ADS author connectivity graph

This notebook produces a graph of authors of papers that match a given query, then finds a good grouping and works out which keywords are most associated with each group. It has only been tested with Python 3.6.

We use four Python packages in this tutorial that you may need to install (assuming that, like most astronomers, you already have numpy and matplotlib). The first is the "ads" package ; note that you will need an ADS token for this, installed in the correct place for the ads library to find it. The second is plotly. The third is nltk. The fourth is graph-tool. All can be installed via conda or pip. To install graph-tool via conda, it is easiest to create a new conda environment and add it as an iPython kernal via the commands

conda create -n graph-tool -c ostrokach-forge -c conda-forge -c defaults --override-channels 'python=3.6' graph-tool python -m ipykernel install --user --name graph-tool --display-name "Python3 (graph-tool)"

and then install the other packages in the graph-tool environment. To run nltk, you will first need to run nltk.download().

This notebook can be cloned from https://github.com/msimet/ads_clouds

.
In [1]:
import itertools
import re
import string
from collections import defaultdict, Counter
from operator import itemgetter

import numpy as np
import matplotlib.pyplot as plt
import graph_tool.all as gt
import plotly.offline as py
import plotly.graph_objs as go

import nltk

import ads
%matplotlib inline
# This next line allows us to use plotly in offline mode (i.e., without logging in)
py.init_notebook_mode(connected=True)

First, let's create a class to grab the data and do some preprocessing. Here's what's going on.

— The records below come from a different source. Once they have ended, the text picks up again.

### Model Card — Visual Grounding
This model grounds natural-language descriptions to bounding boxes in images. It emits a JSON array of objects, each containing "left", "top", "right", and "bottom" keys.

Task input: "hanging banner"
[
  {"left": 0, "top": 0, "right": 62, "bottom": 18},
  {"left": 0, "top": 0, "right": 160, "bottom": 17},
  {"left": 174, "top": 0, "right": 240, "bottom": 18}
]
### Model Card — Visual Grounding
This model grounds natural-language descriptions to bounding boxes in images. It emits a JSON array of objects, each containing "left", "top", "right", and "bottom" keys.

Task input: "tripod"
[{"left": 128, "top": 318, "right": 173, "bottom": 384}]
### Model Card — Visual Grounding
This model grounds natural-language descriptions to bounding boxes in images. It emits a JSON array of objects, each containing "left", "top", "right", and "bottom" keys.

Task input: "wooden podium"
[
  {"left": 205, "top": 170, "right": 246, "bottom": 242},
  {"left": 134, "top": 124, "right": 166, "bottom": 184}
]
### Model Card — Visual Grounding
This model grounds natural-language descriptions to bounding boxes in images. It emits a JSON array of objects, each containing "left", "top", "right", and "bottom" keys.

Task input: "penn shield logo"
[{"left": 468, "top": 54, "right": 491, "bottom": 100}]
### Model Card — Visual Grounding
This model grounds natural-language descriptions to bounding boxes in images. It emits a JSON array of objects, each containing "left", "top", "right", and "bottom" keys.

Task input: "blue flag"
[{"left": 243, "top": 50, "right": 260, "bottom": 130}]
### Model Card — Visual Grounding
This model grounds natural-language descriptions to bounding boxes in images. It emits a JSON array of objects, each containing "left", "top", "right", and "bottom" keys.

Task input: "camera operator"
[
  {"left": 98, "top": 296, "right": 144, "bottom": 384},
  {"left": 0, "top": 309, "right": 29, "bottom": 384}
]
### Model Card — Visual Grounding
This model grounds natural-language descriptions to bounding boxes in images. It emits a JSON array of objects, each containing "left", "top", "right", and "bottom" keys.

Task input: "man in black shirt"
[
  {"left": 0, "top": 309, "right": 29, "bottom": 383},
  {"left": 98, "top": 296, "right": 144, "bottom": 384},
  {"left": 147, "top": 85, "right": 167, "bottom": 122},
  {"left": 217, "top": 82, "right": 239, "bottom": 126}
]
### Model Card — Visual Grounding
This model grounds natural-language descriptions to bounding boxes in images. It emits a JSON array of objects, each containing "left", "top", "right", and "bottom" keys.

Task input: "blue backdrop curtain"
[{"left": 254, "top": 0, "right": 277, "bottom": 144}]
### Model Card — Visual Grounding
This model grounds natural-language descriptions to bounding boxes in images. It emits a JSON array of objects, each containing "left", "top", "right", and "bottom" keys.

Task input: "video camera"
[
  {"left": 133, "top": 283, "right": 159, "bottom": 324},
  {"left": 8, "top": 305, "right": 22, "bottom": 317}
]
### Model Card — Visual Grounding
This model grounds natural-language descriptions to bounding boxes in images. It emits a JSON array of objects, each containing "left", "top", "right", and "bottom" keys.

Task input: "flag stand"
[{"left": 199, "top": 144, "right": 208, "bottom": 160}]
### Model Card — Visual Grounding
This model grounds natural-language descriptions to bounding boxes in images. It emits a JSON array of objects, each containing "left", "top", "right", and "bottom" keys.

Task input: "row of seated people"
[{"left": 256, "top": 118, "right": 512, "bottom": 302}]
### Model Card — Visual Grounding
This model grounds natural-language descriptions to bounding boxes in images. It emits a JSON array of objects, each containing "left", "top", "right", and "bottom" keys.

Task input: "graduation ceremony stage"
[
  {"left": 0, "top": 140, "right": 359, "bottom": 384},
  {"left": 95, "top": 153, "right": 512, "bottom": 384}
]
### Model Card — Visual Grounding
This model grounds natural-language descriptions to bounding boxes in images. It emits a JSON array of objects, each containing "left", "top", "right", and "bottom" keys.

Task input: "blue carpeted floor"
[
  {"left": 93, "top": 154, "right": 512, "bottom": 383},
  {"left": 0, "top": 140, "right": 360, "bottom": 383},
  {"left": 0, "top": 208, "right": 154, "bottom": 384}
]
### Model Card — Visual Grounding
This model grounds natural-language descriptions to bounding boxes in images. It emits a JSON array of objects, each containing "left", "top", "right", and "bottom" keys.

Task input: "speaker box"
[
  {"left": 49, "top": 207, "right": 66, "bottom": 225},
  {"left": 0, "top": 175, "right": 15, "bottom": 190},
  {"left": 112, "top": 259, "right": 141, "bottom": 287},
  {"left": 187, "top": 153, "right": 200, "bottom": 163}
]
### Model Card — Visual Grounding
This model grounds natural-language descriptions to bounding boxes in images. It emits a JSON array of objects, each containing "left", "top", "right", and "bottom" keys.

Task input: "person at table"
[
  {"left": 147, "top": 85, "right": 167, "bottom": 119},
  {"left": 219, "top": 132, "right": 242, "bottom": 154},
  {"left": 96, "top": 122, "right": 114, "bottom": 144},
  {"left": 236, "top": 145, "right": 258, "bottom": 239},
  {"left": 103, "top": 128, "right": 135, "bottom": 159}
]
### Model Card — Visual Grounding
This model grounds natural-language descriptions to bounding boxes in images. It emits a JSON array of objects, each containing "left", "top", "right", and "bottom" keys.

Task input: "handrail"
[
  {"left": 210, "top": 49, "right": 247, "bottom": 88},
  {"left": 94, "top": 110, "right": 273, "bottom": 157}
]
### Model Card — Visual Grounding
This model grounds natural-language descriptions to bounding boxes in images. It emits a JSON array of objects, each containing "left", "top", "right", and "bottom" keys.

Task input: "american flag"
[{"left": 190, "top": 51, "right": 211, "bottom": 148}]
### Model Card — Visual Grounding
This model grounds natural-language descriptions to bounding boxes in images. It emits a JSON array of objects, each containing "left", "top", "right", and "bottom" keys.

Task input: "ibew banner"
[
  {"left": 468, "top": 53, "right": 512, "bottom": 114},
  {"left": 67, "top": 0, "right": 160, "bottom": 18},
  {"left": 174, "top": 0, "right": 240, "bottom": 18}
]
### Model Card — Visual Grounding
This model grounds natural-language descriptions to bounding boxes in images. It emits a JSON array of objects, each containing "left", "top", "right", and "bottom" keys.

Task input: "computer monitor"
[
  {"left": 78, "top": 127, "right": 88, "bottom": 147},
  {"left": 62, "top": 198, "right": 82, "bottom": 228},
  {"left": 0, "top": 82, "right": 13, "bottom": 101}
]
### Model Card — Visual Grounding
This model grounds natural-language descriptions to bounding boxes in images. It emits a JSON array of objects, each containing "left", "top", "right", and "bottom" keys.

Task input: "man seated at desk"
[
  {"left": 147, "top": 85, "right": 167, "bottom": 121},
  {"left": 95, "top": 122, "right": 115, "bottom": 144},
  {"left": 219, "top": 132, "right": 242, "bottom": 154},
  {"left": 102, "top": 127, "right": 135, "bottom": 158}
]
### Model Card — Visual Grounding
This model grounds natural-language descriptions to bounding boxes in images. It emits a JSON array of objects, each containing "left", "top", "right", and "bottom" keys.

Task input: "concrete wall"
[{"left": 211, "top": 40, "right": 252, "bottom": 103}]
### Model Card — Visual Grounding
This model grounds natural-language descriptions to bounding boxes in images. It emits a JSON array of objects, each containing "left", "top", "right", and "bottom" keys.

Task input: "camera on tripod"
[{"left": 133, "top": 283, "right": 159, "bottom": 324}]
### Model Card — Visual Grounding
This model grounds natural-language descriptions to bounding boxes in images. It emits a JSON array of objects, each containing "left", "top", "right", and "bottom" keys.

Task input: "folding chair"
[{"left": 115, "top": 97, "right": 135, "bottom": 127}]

The ADS will give you a max of 2000 rows, so if the user requests more than that, we issue an error. We make a SearchQuery object, then save the results of the query so we can reuse them. Different journals use different name conventions (e.g. "M. Simet" or "Melanie Simet"), so we will force everything to the M. Simet-type format in a simplistic way--this will combine, say, John Smith with James Smith, but that will be more rare than splitting J. Smith and John Smith when they should be the same. Then we find all the unique authors and get rid of the ones with the fewest papers until we have max_authors (or less) remaining, to ensure that our plot isn't too crowded.

In [4]:
class ADSGraphData:
    """ Query ADS, then perform some massaging of the results for easier use.
    
        Parameters
        ----------
        query: str
            The ADS query you wish to run
        rows: int
            The number of results to return (maximum 2000)
        max_authors: int
            The maximum number of authors to retain in the authors list.
    """
    def __init__(self, query, rows=2000, max_authors=100):
        if rows>2000:
            raise TypeError("Max 2000 rows will be returned by a query to ADS. Please request a number"
                            "less than this value.")
        self.original_query = query
        self.q = ads.SearchQuery(q=query, fl=['abstract', 'author'], rows=rows)
        self.results = [r for r in self.q]
        self.rows = rows
        self.max_authors = max_authors
        self.raw_results = self.results.copy()
        self.fix_authors()
        self.measure_authors()
        self.clean_authors()
    def __fix_author(self, a):
        if isinstance(a, list):
            return [self.__fix_author(aa) for aa in a]
        asplit = a.split(',')
        if len(asplit) == 1:
            asplit = [asplit[0], '']
        if len(asplit) > 2:
            asplit = [asplit[0], ','.join(asplit[1:])]
        return ' '.join([asplit[0]] + [aa[0].upper()+'.' for aa in asplit[1].split()])        
    def fix_authors(self):
        """ Change all authors to "F. Lastname" form """
        for paper in self.results:
            paper.author = self.__fix_author(paper.author)
    def measure_authors(self):
        """ Count how many times each author appears on a paper, and keep a record of up to
            self.max_authors.
        """
        authors = list(itertools.chain.from_iterable([paper.author for paper in self.results]))
        author_counts = Counter(authors)
        most_common = author_counts.most_common(self.max_authors+1)
        max_papers = most_common[-1][1]+1
        self.unique_authors = [auth for auth, count in author_counts.most_common(self.max_authors) 
                                        if count >= max_papers]
        self.unique_author_counts = [count for auth, count in author_counts.most_common(self.max_authors) 
                                               if count >= max_papers]
    def clean_authors(self):
        """ Remove authors with only a few papers from the dataset. """
        for paper in self.results:
            paper.author = [a for a in paper.author if a in self.unique_authors]
        

Given what I do, I'm most interested in weak lensing papers, so I'll write a query to find them.

In [5]:
query = '"weak lensing" OR "weak gravitational lensing"'
gd = ADSGraphData(query, max_authors=500)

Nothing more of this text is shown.